ECHR decision in the case of Żurek v. Poland
– This is yet another important judgment of the ECHR critisising changes in the judiciary implemented in recent years. This time, the ECHR also examined allegations concerning the right to the protection of statements made by judge Żurek, who spoke out in a public debate and criticized changes threatening the independence of the judiciary. The ECtHR found that the actions taken against Waldemar Żurek had a "chilling effect" and were intended to deter not only the appellant, but also other members of the judiciary. It is extremely important that the ECHR noted also that the general right to freedom of expression of judges to address matters concerning the functioning of the justice system may be transformed into a corresponding duty to speak out in defence of the rule of law and judicial independence when those fundamental values come under threat – says adv. Małgorzata Mączka-Pacholak.
– The judgment of the European Court of Human Rights essentially confirmed not only the fact that the rights and freedoms of judge Waldemar Żurek were violated by the instrumental and illegal removal from the National Council of the Judiciary, but also showed how illegal were the actions taken by political authorities who carried out a purge in the NCJ, at the beginning of 2018. This is another judgment confirming the reprehensibility of the so-called justice reform in recent years – explains adv. Mikołaj Pietrzak.
Judge Waldemar Żurek lodged his application to the ECHR in 2018. Relying on Article 6 § 1 (right of access to court) and Article 13 (right to an effective remedy) of the European Convention on Human Rights, judge Żurek alleged that he was denied access to a tribunal and that there was no procedure, judicial or otherwise, to contest the premature termination of his mandate. Also relying on Article 10 (freedom of expression), he alleged that his dismissal as spokesperson for the regional court and the NCJ, combined with the authorities’ decisions to inspect his and his wife’s financial declarations and tax returns in 2017, were intended to punish him for expressing criticism of the Government’s legislative changes and warn other judges from doing the same.
Following the same reasoning as in the recent Grand Chamber case Grzęda v. Poland (no. 43572/18), the Court found that the lack of judicial review of the decision to remove judge Żurek from the NCJ had breached his right of access to a court. The Court also found that the accumulation of measures taken against Waldemar Żurek – including his dismissal as spokesperson of a regional court, the audit of his financial declarations and the inspection of his judicial work – had been aimed at intimidating him because of the views that he had expressed in defence of the rule of law and judicial independence. In finding these violations, the Court emphasised the overall context of successive judicial reforms, which had resulted in the weakening of judicial independence and what has widely been described as the rule-of-law crisis in Poland.
The Court held that Poland was to pay the applicant 15,000 euros in respect of non-pecuniary damage and EUR 10,000 in respect of costs and expenses.

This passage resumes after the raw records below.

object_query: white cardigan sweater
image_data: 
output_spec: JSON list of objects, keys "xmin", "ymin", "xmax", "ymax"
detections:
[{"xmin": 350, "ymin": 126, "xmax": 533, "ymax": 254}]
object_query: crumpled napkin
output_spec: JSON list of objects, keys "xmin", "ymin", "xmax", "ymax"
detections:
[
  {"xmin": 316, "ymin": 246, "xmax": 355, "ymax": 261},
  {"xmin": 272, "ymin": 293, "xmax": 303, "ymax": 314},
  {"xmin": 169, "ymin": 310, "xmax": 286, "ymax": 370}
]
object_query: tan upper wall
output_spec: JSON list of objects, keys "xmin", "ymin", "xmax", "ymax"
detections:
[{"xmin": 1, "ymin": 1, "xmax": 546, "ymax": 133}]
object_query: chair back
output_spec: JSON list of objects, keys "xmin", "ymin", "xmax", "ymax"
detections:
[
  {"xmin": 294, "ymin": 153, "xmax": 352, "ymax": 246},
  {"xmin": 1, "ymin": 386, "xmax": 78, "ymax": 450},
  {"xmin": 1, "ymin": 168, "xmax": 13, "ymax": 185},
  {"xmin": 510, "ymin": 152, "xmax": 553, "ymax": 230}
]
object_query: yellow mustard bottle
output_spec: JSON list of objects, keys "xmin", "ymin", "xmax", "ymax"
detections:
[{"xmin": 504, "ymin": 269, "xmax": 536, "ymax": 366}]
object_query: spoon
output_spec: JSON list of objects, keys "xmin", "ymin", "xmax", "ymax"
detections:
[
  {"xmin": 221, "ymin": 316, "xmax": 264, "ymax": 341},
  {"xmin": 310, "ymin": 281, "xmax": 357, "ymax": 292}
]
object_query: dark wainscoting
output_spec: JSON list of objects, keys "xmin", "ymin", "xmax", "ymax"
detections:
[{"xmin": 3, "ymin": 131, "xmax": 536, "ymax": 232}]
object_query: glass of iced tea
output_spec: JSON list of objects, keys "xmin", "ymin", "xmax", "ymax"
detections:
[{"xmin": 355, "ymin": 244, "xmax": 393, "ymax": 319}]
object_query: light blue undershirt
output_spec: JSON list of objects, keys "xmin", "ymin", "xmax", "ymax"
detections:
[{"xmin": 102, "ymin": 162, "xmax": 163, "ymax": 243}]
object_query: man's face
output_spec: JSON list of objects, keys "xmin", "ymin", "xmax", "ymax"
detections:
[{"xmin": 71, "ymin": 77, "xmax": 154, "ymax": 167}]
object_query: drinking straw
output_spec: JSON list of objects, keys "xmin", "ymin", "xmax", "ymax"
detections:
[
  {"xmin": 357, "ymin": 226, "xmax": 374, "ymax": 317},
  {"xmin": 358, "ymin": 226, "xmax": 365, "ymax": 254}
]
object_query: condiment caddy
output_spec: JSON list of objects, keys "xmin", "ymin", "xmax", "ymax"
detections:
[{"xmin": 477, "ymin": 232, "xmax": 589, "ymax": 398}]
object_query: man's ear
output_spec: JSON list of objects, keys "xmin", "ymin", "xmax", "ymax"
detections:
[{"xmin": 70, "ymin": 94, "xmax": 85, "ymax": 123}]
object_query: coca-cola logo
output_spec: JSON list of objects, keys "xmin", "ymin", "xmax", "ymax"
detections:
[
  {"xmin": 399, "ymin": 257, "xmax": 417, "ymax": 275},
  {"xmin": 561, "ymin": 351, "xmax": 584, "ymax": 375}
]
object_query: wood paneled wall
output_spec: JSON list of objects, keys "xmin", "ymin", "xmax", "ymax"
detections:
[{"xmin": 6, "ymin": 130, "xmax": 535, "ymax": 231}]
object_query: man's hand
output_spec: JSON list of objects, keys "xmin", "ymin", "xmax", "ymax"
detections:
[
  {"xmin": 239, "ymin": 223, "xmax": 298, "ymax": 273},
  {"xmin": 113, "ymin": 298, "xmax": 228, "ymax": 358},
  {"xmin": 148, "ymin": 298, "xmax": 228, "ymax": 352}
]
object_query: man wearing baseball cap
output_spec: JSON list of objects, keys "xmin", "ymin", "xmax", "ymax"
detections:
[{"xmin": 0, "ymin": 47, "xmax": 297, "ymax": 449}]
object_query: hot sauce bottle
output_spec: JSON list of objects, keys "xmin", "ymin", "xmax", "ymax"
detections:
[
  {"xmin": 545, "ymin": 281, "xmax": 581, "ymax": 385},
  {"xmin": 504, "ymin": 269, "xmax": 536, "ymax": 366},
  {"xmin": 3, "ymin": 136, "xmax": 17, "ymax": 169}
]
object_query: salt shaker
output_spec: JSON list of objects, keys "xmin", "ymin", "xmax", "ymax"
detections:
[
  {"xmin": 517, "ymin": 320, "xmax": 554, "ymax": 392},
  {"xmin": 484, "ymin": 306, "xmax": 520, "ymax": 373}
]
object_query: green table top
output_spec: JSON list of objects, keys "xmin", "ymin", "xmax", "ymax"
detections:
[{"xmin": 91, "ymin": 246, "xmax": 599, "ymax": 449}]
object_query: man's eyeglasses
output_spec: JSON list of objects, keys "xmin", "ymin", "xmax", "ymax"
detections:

Waldemar Żurek, judge with years of experience, was a member of the NCJ, first elected in 2010 and then re-elected in 2014 for a second four-year term of office. In 2014 he was appointed the NCJ’s spokesperson, and, as such, became one of the main critics of the changes to the judiciary initiated by the legislative and executive branches of the new Government which had come to power in 2015. He pointed in particular to the threat to judicial independence stemming from the Government’s proposals. His mandate as a member of the NCJ was, however, prematurely ended in 2018, following the entry into force of new legislation in the context of wide-scale reform to the judiciary. In particular, the Act Amending the Act on the NCJ of 2017 provided that judicial members of the NCJ would no longer be elected by judges but by the Sejm (the lower house of the Parliament), and that the newly elected members would immediately replace those elected under the previous legislation. Thus, when the Sejm elected 15 judges as new members of the NCJ on 6 March 2018, the applicant’s mandate was terminated. He did not receive any official notification. In consequence, he also ceased to act as the NCJ’s spokesperson. Earlier in 2018 the applicant had also been removed from his position as Cracow Regional Court’s spokesperson.
The bill amending the legislation on the NCJ was criticised at national and international level. The adoption by Parliament of this bill, together with bills on the Supreme Court and on the ordinary courts, sparked large public protests in July 2017. Several national bodies issued opinions stating that the amendments violated the Constitution because they allowed the legislature to gain control over the NCJ, contrary to the principle of the separation of powers.